— Нужно двигаться, будить фантазию, заставить нервы трепетать, иначе они иссохнут. Нужно воевать и побеждать. Тому, кто неспособен одерживать победы, место только в могиле. Ради денег стоит воевать, потому что они открывают ворота в жизнь. Вильям Моррис — известный поэт и художник, тем не менее он стал фабрикантом. Он понял, что пренебрежительное отношение к промышленности, так же как и многое другое, — это крашеный горшок. Его вылепили и красиво раскрасили поэты, после чего умерли с голоду. В Америке еще можно найти новые горизонты…
Он долго говорил, сам удивляясь своему воодушевлению.
— Я думал, что никогда уже не испытаю такого воодушевления, и даже считал его ревматизмом мысли.
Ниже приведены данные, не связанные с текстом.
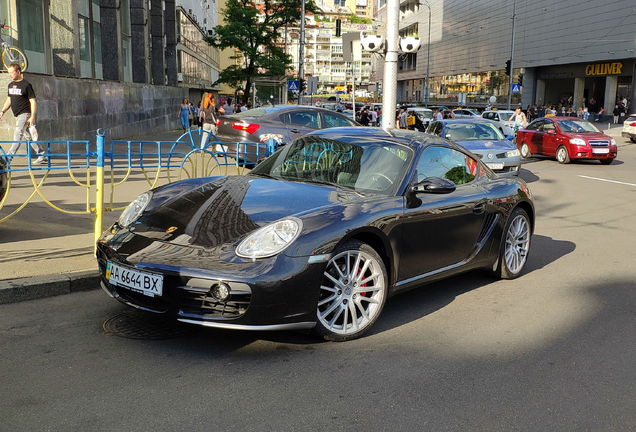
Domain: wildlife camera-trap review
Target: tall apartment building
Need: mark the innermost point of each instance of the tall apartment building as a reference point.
(579, 50)
(120, 65)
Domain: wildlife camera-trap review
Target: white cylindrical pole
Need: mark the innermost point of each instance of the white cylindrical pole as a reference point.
(389, 81)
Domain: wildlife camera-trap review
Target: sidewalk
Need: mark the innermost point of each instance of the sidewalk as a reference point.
(45, 252)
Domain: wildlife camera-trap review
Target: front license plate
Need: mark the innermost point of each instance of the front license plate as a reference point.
(143, 282)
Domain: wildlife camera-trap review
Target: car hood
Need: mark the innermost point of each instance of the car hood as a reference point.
(226, 209)
(472, 145)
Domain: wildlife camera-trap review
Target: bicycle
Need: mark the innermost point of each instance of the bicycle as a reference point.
(10, 54)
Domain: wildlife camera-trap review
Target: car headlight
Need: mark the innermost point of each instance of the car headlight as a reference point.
(134, 209)
(271, 239)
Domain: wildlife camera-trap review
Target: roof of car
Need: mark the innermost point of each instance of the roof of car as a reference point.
(405, 137)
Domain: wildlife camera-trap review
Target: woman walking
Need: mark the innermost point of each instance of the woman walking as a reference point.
(185, 114)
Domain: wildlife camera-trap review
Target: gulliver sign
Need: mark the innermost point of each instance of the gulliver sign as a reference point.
(604, 69)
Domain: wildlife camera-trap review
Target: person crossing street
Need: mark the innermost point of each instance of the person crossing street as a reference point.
(21, 100)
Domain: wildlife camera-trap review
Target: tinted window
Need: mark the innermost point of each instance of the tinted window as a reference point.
(447, 163)
(302, 118)
(332, 120)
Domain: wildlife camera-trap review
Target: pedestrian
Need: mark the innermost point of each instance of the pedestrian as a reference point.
(21, 100)
(197, 115)
(404, 119)
(207, 118)
(185, 114)
(364, 117)
(617, 112)
(374, 118)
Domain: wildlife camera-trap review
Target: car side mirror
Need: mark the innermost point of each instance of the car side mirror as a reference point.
(433, 185)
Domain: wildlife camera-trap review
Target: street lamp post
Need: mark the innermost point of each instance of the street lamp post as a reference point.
(428, 54)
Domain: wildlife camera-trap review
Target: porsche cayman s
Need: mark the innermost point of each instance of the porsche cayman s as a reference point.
(318, 235)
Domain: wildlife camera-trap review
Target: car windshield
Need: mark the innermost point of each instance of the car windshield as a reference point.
(472, 132)
(363, 165)
(577, 126)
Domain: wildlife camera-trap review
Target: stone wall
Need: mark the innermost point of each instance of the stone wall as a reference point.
(74, 108)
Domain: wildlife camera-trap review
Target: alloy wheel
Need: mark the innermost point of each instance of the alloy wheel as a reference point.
(352, 292)
(517, 243)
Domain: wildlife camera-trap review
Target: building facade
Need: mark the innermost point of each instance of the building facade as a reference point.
(120, 65)
(568, 53)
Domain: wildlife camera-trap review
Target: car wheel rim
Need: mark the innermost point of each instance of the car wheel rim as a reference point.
(561, 155)
(517, 242)
(352, 292)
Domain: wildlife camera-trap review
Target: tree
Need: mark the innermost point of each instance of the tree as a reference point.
(253, 30)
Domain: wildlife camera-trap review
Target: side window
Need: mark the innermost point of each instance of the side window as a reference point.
(447, 163)
(548, 126)
(332, 120)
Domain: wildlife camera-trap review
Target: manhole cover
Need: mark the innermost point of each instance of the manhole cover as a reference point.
(147, 326)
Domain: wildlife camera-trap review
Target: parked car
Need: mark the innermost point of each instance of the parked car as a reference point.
(282, 123)
(483, 139)
(425, 114)
(566, 138)
(318, 235)
(466, 113)
(629, 128)
(500, 118)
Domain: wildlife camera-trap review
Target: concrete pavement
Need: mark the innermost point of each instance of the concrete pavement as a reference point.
(45, 252)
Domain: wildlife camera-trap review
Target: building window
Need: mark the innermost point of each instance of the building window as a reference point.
(90, 39)
(125, 40)
(30, 33)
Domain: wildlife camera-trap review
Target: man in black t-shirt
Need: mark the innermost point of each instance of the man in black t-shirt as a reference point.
(21, 100)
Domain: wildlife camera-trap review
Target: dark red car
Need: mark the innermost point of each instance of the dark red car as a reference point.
(566, 138)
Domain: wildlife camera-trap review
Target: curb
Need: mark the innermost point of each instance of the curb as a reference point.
(18, 290)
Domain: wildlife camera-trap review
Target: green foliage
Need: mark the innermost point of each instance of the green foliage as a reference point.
(255, 34)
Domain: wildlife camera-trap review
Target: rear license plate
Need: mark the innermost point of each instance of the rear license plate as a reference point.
(143, 282)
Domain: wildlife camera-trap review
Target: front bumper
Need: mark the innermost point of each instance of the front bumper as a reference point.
(270, 294)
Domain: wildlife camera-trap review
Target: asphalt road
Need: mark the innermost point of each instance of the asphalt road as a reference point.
(553, 350)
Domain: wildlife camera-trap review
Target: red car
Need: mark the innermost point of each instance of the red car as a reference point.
(566, 138)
Между тем я воодушевлен, да-да, воодушевлен! И от волнения меня пронизывает приятная дрожь. А вы не хотите ее разделить со мной? Вас не влекут к себе, как меня, далекие перспективы, новые горизонты, les vibrements divins des mers virides, les silences traversés des Mondes, des Anges…
И, совершая плагиат, повторил заключительные слова Мариана:
— Et des millions!
Напротив, они влекли ее. Не миллионы — она к ним слишком привыкла, а далекие перспективы, новые горизонты, безбрежная ширь морей и бездонная тишина просторов, которые мгновенно предстали ее воображению. Глухая боль и мрачное отвращение, издавна отравлявшие ее, всколыхнулись: «Да! Да! Ехать, лететь далеко-далеко, как можно дальше, увидеть новое небо и других людей! Ехать, бежать, искать…»
Со слабым румянцем, окрасившим ее удивительно нежные щеки, она все это высказала барону; его увядшее, измятое лицо просияла от радости.
— Vous me faites heureux, vous me faites vraiment heureux![129] — прошептал он и прибавил: — Вы требуете, чтобы я пал пред вами ниц. Покоряюсь и падаю ниц!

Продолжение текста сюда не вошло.